Friday, September 18, 2015

Sleeping With Other People



This review originally appeared on SFist.com.

When does an homage/tribute turn into a copy? Granted, Sleeping With Other People isn't hiding the fact that it owes much to When Harry Met Sally, but I was amazed by just how much.

Jason Sudekis and Allison Brie star as college students who lose their virginity to each other during a one night stand, go their separate ways, and then meet again years later in New York. Brie's Lainey is a grade school teacher with a serious love addiction to an unavailable man (played Adam Scott). Sudekis's Jake is a self-professed womanizer who just sold an app or something for a ton of cash. After they re-meet they decide any kind of romantic involvement with each other would be bad for both of them, but they still end up spending all their free time together platonically, shopping for Christmas presents, walking through the park, going to parties, and running into exes. The only thing missing is a soundtrack full of old standards. (Instead we get some forgettable modern tunes and one David Bowie classic.)
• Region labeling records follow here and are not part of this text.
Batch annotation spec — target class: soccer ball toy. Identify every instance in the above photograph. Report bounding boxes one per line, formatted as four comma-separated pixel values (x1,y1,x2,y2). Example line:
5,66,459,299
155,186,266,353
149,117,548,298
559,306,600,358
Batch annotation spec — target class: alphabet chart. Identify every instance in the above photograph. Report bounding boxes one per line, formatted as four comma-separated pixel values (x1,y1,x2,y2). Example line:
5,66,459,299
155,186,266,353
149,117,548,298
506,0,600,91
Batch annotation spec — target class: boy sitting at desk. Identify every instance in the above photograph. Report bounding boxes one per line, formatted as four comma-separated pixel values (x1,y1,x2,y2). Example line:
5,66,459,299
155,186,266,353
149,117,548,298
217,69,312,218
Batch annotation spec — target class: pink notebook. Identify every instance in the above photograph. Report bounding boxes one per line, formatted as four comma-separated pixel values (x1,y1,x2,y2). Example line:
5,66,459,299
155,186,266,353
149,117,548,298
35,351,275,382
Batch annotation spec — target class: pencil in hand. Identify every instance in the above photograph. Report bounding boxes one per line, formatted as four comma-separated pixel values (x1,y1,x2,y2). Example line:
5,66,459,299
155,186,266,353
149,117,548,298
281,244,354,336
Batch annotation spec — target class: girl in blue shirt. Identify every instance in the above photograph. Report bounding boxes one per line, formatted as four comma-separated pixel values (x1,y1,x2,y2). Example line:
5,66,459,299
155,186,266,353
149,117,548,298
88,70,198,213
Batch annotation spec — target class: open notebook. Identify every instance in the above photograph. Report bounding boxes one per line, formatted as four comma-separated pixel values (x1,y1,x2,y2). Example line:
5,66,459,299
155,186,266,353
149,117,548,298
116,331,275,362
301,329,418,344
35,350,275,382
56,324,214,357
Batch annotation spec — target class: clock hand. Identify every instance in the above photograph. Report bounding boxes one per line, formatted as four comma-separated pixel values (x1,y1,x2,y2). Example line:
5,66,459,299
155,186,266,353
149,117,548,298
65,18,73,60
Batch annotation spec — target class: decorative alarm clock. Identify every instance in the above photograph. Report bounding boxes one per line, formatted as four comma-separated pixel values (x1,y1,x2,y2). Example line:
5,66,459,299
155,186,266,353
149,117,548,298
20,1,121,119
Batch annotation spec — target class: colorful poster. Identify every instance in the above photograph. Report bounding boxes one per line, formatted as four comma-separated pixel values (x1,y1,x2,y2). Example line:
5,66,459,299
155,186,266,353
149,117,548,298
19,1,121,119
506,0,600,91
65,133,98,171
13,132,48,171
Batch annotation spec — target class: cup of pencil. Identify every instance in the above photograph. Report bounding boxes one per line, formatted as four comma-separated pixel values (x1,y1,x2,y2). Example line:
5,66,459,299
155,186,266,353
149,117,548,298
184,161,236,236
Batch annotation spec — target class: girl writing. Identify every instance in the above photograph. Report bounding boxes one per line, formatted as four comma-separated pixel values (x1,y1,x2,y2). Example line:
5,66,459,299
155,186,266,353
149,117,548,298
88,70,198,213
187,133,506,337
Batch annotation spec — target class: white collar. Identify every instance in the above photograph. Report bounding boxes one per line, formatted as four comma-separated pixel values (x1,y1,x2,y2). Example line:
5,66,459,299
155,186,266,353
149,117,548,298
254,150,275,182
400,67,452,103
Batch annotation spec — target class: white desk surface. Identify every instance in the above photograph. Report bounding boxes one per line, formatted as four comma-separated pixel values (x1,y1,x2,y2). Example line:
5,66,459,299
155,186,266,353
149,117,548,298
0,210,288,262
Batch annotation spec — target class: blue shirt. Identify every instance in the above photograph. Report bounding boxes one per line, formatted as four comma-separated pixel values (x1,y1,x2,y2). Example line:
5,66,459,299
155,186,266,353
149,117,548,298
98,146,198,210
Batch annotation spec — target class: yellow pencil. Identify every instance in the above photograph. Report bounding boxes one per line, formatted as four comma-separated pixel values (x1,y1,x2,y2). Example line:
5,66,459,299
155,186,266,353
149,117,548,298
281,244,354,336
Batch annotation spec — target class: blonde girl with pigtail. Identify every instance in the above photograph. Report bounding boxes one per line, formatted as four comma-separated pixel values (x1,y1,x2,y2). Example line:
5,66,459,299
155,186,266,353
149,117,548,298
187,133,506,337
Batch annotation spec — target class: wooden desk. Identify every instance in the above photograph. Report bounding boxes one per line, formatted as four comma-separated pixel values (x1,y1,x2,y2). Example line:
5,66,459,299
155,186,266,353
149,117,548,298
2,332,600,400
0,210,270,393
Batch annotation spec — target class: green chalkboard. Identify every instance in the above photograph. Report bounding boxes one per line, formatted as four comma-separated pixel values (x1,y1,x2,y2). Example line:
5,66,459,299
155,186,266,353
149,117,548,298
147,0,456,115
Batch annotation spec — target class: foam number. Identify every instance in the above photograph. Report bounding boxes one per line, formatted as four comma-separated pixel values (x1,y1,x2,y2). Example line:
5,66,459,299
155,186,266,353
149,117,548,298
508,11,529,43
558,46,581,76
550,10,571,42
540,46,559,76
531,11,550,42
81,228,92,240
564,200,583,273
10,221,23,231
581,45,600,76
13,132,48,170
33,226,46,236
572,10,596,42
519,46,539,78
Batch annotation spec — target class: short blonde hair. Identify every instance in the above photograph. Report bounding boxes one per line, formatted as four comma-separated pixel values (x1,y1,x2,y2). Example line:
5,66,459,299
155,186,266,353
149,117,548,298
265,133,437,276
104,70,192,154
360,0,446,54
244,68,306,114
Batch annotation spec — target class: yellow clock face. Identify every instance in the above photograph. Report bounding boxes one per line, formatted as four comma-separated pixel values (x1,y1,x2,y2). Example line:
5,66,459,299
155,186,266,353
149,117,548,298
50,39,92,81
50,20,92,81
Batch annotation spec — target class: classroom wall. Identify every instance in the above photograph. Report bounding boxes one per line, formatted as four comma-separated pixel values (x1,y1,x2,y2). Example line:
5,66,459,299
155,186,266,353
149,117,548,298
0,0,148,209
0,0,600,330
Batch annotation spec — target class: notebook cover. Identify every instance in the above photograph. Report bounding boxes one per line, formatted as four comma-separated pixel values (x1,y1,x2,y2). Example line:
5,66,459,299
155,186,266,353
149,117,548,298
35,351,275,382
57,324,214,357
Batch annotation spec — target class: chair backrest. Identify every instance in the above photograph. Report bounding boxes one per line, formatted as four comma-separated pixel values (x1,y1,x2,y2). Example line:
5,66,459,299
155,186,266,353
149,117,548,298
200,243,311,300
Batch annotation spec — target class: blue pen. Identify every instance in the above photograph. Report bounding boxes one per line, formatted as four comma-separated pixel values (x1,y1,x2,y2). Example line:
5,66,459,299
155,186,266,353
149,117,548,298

What Sleeping With Other People has that When Harry Met Sally doesn't have is the sleeping with people part. There's a lot of sex in this movie, and a lot of talk about sex. Where Harry and Sally have a fake orgasm moment in a deli, we instead get Jake explaining female masturbation to Lainey, who has apparently never done it (!?). First, please. And second, let me just say that the way he demonstrates how to do it? Makes no sense since he's showing her from an angle that only another person, not a solo wanker, would be able to use. I'll just leave it at that.

Allison Brie, who deserves to make the break from TV (Community; Mad Men) to big screen stardom is lovely, funny, and sad in the role of Lainey. She's probably the best thing about the movie. And while I know I should like Jason Sudekis — he's also funny and is a fine actor — there's still something about him that continues to rub me the wrong way.

Sleeping With Other People isn't terrible, it's just unnecessary. Which, come to think of it, probably often applies in real life as well.